Capt. Kevin Catlett, EMT instructor with Warren County Fire and Rescue Services, estimated his department responds to 20 to 30 heat-related calls during the course of a summer.

"It's hit or miss," Catlett said. "It depends on temperature and humidity. The higher the humidity, the more chance of it happening."

Chief Dennis Linaburg of the Frederick County Fire and Rescue Service said his department typically fields one or two calls a week, although the number can spike when the temperature exceeds 95 degrees.

Heat-related afflictions fall under the combined label of hyperthermia, a term for high body temperature, he said. The most common forms, in order from least to most serious are heat cramps, heat exhaustion and heat stroke, Catlett said.

A Web site organized by the American Red Cross, National Weather Service, Federal Emergency Management Agency and National Oceanic and Atmospheric Administration lists heat cramp symptoms as heavy sweating and painful muscle spasms, typically affecting the legs and sometimes the abdomen.

Heat exhaustion is accompanied by heavy sweating, weakness, cold, pale and clammy skin, and a pulse that feels weak and thread-like, according to the Web site. The site also lists fainting and vomiting as symptoms.

Signs of heat stroke include a body temperature of 106 degrees or higher, hot dry skin, rapid, strong pulse and possible unconsciousness, the Web site states. It describes heat stroke as "a severe medical emergency" requiring emergency medical assistance or transporting the victim to a hospital. "Delay can be fatal," the Web site states.

Neither Yew, Catlett nor Linaburg could remember a fatal incident of heat stroke in recent years. But all agreed that people need to be wary of overdoing strenuous outdoor activity as the weather heats up.

The nature of work performed by firefighters and paramedics puts them among those at risk of succumbing to the heat when responding to emergencies.

"It changes the way we do business," Linaburg said of the heat. "We make sure we have things to hydrate and guys stay hydrated throughout the day."

Shenandoah County's fire and rescue department uses a rehabilitation station that allows firefighters to work emergencies for no more than 10 or 15 minutes at a time before they are pulled for a break, Yew said.

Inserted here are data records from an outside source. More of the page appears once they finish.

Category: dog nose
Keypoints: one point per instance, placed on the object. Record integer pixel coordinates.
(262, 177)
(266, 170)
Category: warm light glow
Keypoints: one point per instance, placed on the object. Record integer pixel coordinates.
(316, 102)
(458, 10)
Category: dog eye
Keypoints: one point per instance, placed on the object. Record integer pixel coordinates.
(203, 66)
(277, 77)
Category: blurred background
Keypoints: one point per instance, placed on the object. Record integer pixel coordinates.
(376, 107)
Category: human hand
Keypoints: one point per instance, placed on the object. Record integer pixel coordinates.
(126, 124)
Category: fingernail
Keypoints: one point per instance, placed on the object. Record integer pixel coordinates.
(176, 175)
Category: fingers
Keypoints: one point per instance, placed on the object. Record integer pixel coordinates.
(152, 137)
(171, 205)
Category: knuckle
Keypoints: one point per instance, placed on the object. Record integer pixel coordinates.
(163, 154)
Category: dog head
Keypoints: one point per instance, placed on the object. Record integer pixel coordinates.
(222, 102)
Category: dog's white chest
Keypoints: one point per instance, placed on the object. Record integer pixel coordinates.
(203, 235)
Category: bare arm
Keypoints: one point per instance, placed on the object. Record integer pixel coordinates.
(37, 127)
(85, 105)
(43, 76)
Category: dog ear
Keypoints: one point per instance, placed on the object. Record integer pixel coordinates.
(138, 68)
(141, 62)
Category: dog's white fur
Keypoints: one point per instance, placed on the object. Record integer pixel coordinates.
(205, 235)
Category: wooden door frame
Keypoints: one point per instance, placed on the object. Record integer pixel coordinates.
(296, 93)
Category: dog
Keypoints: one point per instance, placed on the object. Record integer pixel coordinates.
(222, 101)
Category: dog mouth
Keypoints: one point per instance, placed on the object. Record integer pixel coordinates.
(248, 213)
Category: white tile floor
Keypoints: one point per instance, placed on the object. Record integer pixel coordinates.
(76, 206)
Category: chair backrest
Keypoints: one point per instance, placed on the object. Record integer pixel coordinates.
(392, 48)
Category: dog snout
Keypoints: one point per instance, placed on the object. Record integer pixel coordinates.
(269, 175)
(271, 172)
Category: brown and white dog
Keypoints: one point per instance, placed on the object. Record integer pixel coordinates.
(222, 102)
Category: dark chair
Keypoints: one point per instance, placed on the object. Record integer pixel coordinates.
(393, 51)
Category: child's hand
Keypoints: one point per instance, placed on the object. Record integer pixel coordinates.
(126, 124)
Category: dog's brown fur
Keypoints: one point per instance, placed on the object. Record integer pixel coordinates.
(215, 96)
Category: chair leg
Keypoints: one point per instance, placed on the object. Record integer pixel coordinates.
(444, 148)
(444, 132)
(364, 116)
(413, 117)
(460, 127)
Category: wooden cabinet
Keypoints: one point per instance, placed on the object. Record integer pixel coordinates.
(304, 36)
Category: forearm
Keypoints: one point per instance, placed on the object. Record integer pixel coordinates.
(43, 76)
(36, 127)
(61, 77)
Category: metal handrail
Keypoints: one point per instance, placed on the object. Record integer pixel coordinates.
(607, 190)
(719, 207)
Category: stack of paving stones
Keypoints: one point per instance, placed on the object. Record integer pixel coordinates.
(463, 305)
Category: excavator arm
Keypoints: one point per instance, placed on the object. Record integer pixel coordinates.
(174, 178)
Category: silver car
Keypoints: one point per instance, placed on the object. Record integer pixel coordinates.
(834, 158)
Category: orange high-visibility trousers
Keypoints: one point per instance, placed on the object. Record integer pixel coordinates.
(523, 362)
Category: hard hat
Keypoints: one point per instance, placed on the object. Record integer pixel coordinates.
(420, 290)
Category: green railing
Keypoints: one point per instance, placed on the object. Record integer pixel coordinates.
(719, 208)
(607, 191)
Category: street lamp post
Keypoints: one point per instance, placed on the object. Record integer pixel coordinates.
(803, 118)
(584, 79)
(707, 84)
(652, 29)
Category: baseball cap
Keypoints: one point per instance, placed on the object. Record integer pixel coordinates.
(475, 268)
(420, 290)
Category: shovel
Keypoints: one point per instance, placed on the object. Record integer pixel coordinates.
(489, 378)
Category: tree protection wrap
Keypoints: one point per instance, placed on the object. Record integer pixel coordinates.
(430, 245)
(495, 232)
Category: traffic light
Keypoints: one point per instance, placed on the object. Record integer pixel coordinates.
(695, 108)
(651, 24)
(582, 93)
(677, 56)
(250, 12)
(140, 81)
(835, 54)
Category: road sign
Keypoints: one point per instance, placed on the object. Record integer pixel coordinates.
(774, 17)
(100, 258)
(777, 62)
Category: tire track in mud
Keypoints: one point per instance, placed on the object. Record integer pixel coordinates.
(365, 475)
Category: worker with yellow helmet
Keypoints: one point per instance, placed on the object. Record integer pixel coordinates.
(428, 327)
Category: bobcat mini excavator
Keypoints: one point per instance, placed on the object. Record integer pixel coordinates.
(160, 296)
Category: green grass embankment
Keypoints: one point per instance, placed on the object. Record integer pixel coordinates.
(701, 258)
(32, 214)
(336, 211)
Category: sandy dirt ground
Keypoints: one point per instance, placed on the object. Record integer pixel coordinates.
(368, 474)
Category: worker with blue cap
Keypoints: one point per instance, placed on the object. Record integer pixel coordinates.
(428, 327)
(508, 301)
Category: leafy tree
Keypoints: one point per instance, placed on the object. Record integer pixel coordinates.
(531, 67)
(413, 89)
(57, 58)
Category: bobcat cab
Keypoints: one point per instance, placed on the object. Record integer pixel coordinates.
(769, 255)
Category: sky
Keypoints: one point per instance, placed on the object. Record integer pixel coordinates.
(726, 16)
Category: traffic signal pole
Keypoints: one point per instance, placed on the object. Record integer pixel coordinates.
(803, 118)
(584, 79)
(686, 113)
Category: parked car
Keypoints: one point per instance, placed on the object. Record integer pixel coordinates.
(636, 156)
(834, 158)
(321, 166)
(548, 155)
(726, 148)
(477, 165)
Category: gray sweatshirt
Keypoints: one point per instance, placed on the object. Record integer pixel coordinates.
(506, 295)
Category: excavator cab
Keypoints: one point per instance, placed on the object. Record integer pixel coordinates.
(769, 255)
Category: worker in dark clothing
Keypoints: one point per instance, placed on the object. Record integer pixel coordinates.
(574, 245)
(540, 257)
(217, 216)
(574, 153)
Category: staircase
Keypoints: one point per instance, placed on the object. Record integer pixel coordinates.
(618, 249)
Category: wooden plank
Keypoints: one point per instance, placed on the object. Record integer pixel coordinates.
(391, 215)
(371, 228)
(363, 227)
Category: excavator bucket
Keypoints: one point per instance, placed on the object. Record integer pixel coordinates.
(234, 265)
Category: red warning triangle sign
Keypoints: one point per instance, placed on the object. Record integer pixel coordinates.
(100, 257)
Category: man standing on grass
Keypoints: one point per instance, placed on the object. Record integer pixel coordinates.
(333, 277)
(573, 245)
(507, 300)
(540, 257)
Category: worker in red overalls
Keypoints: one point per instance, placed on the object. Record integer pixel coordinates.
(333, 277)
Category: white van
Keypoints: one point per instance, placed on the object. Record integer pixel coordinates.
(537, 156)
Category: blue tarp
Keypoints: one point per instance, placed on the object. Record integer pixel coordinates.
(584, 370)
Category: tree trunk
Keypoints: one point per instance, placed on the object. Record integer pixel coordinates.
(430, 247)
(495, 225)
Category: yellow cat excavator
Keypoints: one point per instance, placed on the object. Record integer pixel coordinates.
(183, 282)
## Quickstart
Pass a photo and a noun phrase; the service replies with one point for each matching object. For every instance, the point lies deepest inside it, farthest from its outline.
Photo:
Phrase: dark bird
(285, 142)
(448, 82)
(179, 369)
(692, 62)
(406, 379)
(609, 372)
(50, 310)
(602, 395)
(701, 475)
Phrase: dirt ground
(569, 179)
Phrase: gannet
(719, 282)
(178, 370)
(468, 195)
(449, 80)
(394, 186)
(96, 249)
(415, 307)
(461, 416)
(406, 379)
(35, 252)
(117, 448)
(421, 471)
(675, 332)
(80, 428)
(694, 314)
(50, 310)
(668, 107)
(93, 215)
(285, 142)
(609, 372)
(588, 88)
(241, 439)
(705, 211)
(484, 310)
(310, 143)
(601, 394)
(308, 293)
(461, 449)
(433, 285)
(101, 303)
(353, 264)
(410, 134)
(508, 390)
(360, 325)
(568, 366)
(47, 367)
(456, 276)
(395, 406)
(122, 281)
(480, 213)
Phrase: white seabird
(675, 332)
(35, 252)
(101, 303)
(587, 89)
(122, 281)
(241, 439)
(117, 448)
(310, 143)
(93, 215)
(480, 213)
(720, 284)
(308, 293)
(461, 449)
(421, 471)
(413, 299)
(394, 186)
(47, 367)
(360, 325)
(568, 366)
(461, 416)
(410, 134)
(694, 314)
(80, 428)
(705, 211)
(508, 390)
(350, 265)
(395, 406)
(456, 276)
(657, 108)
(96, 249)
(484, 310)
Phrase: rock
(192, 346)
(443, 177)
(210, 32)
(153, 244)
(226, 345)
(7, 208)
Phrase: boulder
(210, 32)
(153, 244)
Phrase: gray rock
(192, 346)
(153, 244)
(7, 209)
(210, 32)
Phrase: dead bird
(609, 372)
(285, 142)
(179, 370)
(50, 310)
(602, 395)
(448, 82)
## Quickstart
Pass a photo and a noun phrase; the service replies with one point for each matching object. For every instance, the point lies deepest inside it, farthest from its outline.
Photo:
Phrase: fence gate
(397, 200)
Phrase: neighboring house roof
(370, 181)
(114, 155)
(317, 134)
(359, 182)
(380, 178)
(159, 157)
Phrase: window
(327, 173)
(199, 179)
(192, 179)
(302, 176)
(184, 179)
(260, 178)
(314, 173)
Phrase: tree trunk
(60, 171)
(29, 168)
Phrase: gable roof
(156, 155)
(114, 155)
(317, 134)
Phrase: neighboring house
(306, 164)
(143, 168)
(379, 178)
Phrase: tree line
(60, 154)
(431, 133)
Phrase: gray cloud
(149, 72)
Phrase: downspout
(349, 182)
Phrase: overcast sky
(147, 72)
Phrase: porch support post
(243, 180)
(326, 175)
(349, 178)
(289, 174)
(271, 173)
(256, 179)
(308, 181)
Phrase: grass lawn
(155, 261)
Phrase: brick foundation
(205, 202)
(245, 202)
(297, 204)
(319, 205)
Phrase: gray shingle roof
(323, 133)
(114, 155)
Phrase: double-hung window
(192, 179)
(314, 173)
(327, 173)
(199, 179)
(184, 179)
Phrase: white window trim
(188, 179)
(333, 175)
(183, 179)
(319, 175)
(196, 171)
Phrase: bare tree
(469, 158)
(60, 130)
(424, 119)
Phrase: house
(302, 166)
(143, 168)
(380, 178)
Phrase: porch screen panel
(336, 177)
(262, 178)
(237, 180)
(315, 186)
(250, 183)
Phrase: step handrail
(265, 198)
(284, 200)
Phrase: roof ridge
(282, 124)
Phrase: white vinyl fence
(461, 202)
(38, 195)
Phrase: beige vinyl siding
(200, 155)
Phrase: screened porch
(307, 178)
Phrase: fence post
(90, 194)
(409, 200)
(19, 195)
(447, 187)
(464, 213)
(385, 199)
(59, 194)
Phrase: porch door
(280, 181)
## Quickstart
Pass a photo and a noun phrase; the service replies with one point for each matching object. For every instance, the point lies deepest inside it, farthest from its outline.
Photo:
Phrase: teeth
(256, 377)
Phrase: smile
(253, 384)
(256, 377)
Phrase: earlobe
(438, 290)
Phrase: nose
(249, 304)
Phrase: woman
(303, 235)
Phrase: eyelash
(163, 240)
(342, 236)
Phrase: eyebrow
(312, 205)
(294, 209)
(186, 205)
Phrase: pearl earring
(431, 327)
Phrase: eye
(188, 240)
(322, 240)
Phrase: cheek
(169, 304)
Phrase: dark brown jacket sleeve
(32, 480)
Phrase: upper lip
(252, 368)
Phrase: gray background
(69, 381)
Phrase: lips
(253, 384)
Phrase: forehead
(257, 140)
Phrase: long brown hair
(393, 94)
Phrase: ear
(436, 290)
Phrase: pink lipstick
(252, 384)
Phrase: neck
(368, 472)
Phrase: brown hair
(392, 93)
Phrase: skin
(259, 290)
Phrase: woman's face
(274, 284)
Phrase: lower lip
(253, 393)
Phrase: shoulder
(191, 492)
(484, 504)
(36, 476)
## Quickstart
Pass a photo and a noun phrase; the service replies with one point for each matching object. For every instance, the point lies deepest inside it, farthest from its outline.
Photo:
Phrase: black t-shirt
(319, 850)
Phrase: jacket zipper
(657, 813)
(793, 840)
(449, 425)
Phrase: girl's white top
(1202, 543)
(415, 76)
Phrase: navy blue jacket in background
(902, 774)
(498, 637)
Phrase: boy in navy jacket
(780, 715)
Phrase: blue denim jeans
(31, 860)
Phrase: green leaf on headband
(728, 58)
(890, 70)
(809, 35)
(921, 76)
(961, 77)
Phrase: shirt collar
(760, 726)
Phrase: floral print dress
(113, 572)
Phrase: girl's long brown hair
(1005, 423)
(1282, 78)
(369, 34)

"They come out, they hydrate, their vitals are taken, and we just give them a rest period," he said.

Linaburg, Yew and Catlett recommended the following steps for patients who can't wait for trained help to arrive during heat-related illness.

  • Remove the patient from the heated environment to one with shade or air conditioning.
  • Place cool washcloths in the patient's armpits or on the back of the neck.
  • Cool water is the most effective fluid for relieving patients who have lesser symptoms. Those who are unconscious or experiencing other signs of change in their mental status should not be given anything by mouth.

For preventing heat illnesses, "the most important thing is to just stay well-hydrated," Yew said. "The best thing is just plain water. Some people have the misconception they can hydrate with soft drinks, but they're not as effective when it comes to keeping the body hydrated. It really needs to be water."